1. What are the most inspiring aspects of your work in XR?
We are inspired by the unique qualities and affordances of AR or VR that demand adapting design reasoning, spatial storytelling and art skills to what is unique about these mediums and to what they can do best. Commitment to building from the ground up is very important.
2. What is the most promising, exciting development now happening?
Not any one technology or approach. Just that creators brought into this current wave of VR are starting to rack up years of experience in dealing with creating for VR/AR and those lessons learned are going beyond hype to encourage later stage stronger content.
3. What is the blind spot in XR, something that people seem to overlook?More critical thinking about the medium. Why does this content need to be in VR or AR? How does the format of AR/VR necessitate changes or shape the design and delivery of the content? Also, there is already a significant critical history and lineage of immersive technologies.
4. What areas in XR have the biggest growth potential and why?
From a standpoint of cultural growth and adoption: lightweight AR/VR hybrid tech embedded with smart assistants.
5. Where will XR be in five to ten years from now?
Lightweight AR/VR hybrid tech that won’t hassle the user too much and will be useful/meaningful for navigating daily life. The technology will cease to be as remarked upon and standout because it will absorb into our lives the way mobile phones have.
6. Anything else you would like to share with us?
Samantha Gorman’s presentation at VR Days Europe
Tender Claws, creators of “Virtual Virtual Reality” and upcoming ARCore project, go behind the scenes to talk about their approach to design and storytelling for emerging technologies.
Bio Samantha Gorman
Samantha Gorman is a writer, artist, curator and educator.
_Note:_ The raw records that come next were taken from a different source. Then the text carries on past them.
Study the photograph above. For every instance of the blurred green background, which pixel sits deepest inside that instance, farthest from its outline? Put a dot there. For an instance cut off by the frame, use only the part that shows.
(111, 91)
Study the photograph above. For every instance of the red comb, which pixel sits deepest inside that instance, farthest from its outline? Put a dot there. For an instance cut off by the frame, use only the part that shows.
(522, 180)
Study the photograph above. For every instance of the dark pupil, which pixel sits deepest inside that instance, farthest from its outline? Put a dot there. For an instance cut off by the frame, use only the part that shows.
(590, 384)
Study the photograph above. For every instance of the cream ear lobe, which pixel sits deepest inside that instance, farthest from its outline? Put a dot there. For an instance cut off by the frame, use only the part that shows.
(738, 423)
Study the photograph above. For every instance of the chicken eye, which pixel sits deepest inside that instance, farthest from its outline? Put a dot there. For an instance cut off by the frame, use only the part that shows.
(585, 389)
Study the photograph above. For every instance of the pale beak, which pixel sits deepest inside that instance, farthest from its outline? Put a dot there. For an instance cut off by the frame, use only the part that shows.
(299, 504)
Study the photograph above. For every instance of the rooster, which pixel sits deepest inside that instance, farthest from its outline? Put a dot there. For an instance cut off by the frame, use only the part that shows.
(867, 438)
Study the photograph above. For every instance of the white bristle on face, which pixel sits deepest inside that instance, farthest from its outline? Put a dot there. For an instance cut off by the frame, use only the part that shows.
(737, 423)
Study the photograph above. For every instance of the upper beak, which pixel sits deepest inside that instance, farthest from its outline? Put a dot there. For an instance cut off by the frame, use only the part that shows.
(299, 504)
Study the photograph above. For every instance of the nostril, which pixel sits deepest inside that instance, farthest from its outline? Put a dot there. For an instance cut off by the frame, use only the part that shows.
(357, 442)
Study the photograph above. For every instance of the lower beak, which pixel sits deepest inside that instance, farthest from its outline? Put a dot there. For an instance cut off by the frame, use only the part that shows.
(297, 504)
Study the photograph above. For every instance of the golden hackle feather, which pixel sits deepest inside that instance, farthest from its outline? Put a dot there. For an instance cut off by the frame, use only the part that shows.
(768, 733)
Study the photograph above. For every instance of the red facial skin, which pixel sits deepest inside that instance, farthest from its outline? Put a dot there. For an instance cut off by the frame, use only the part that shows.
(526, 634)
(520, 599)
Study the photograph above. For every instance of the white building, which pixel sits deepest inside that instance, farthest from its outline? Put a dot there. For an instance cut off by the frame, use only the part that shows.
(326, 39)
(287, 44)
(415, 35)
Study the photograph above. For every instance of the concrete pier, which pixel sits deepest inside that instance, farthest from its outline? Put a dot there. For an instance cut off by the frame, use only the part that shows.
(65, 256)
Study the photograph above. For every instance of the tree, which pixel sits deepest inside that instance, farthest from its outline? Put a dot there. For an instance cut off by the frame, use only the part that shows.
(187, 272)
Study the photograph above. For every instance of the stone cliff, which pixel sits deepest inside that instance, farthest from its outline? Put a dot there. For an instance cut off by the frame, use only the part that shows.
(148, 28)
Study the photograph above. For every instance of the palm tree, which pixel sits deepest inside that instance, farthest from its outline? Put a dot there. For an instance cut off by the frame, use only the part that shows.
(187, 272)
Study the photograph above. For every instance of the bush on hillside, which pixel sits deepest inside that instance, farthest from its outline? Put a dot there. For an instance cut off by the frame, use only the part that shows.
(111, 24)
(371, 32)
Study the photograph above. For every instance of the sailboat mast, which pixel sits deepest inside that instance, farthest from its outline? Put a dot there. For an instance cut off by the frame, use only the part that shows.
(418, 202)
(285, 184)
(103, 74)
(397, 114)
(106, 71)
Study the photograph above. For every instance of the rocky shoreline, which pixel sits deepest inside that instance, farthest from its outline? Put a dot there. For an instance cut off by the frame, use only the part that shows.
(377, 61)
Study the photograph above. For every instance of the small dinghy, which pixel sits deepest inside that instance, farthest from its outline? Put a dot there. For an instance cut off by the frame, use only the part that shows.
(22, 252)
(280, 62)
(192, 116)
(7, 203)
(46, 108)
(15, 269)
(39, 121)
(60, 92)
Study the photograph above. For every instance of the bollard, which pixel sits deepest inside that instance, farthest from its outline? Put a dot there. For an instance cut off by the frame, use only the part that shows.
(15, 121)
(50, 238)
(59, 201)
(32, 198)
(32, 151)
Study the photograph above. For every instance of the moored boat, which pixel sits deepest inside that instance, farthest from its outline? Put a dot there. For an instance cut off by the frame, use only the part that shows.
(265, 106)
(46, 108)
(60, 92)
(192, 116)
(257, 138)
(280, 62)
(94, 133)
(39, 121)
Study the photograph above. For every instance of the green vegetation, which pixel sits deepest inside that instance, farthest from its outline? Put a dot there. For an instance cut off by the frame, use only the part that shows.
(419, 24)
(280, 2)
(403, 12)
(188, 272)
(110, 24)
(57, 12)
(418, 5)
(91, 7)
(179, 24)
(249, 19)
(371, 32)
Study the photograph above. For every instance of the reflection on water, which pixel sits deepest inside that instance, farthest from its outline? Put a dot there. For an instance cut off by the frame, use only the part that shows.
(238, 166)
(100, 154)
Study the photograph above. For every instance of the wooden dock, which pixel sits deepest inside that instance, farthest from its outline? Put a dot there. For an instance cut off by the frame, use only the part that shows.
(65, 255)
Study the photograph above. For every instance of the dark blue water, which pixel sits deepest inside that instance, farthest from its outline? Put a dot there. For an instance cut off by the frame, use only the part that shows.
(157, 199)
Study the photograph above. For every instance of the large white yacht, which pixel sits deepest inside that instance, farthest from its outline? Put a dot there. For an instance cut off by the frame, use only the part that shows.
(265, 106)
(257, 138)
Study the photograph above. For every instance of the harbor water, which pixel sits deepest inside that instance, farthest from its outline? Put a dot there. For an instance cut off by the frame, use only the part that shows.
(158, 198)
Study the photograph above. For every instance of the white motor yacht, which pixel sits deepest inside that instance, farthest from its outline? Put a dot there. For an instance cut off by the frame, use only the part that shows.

Her work combines text, cinema, games, virtual reality and scholarship about digital media. Her written critical and creative work can be found in journals such as The Electronic Book Review and literary magazines such as Dussie. With Danny Cannizzaro she founded the studio Tender Claws. Cannizzaro and Gorman’s first release as Tender Claws was the award winning app PRY. PRY won the New Media Writing Prize 2015 and was a Future of Storytelling Prize finalist, IGF finalist for “Excellence in Narrative” and has been showcased at film festivals, game festivals and book review sites.